TCK’nın 158/1-d bendinde belirtilen, kamu kurum ve kuruluşlarının, kamu meslek kuruluşlarının, siyasî parti, vakıf veya dernek tüzel kişiliklerinin araç olarak kullanılması suretiyle dolandırıcılık suçunun işlenmesi, nitelikli hâl kabul edilmiştir. Söz konusu kurum yada kuruluşların konumunun suçun işlenmesinde kolaylık sağlayacağı düşüncesi,bu kurum ve kuruluşların bu suçta araç olarak kulanılmasının, ağırlaştırıcı neden olmasını gerektirmiştir.
Bu nitelikli halin uygulanabilmesi için, bunların isminin kullanılması yeterli olmayıp maddi varlığının kullanılması gerekmektedir. Araç olarak kullanılma, bu kurum veya kuruluşlara ait yazı veya belgeleri amaç dışı olarak kullanmak şeklinde olabilir. Bu kurumlara ait kimlik belgesinin gösterilmesi, basılı evraklarının, kıyafetlerinin, taşıtlarının kullanılması mağdurda güven oluşumunu sağlayacaktır.
Ticarî faaliyeti meslek olarak icra eden kişilerin, güvenilirliğini sağlamak amacıyla, bu suçun, tacir (kişisel olarak ticaretle uğraşan kimseler) veya şirket yöneticisi olan yada şirket adına hareket eden kişilerin ticarî faaliyetleri sırasında işlenmesi, TCK’nın 158/1-h bendinde nitelikli hâl kabul edilmiştir. Bu kavramlar Türk Ticaret Kanunu’nun ilgili hükümlerine göre belirlenecektir.
Türk Ticaret Kanunu madde 14’ de,Tacir;
“(1) Kişisel durumları ya da yaptığı işlerin niteliği nedeniyle yahut meslek ve görevleri dolayısıyla, kanundan veya bir yargı kararından doğan bir yasağa aykırı bir şekilde ya da başka bir kişinin veya resmî bir makamın iznine gerek olmasına rağmen izin veya onay almadan bir ticari işletmeyi işleten kişi de tacir sayılır. “denilmektedir.

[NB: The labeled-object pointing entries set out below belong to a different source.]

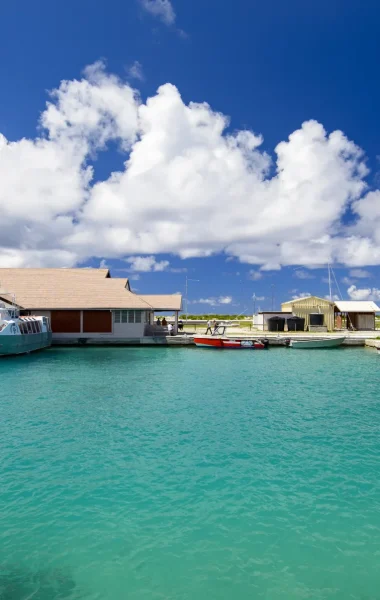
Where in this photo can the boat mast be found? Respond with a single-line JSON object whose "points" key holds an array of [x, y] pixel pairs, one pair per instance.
{"points": [[329, 272]]}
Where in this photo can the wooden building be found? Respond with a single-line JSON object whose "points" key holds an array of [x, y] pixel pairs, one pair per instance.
{"points": [[358, 315], [85, 303], [304, 307]]}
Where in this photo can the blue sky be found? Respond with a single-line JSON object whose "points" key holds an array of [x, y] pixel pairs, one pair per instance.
{"points": [[269, 67]]}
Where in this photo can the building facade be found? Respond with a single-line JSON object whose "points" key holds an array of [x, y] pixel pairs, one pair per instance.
{"points": [[86, 304], [304, 307]]}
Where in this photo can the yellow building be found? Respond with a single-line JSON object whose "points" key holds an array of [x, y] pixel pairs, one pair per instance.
{"points": [[312, 305]]}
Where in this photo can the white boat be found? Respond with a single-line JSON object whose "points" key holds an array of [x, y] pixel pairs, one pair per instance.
{"points": [[20, 335], [312, 344]]}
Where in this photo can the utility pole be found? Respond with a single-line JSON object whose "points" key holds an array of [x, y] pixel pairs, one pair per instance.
{"points": [[186, 293], [329, 273]]}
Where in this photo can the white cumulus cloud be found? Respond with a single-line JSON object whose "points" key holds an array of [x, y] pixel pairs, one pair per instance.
{"points": [[162, 9], [302, 274], [188, 187], [360, 273], [254, 275], [214, 301], [363, 293], [146, 264]]}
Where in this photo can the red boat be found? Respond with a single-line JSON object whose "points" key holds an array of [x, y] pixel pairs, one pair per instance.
{"points": [[218, 341]]}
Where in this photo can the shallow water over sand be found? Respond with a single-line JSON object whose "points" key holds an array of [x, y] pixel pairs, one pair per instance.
{"points": [[181, 473]]}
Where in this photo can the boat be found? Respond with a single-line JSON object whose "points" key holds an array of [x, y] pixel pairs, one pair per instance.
{"points": [[219, 340], [21, 335], [314, 344]]}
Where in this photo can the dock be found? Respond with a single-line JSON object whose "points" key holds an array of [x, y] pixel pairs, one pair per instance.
{"points": [[357, 338]]}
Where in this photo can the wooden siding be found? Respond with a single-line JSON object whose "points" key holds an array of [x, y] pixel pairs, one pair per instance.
{"points": [[65, 321], [312, 304], [97, 321]]}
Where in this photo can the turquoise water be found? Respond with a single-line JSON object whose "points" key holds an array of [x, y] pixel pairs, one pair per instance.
{"points": [[190, 474]]}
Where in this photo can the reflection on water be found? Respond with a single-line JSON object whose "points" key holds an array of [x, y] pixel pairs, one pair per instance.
{"points": [[48, 584]]}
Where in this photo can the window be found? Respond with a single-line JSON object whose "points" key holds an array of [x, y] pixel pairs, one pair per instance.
{"points": [[129, 316]]}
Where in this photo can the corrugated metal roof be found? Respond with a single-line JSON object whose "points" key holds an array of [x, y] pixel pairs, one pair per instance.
{"points": [[164, 302], [357, 306], [38, 289], [306, 298]]}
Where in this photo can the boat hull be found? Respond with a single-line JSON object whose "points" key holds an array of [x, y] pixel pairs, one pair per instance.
{"points": [[22, 344], [315, 344], [227, 344]]}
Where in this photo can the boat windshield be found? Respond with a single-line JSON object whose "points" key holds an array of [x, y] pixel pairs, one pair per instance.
{"points": [[7, 314]]}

Ticaret şirketleri, aynı Kanun madde 124’ de
”(1)Ticaret şirketleri; kollektif, komandit, anonim, limited ve kooperatif şirketlerden ibarettir.
(2) Bu Kanun’da, kollektif ile komandit şirket şahıs; anonim, limited ve sermayesi paylara bölünmüş komandit şirket sermaye şirketi sayılır” şeklinde tanımlanmıştır.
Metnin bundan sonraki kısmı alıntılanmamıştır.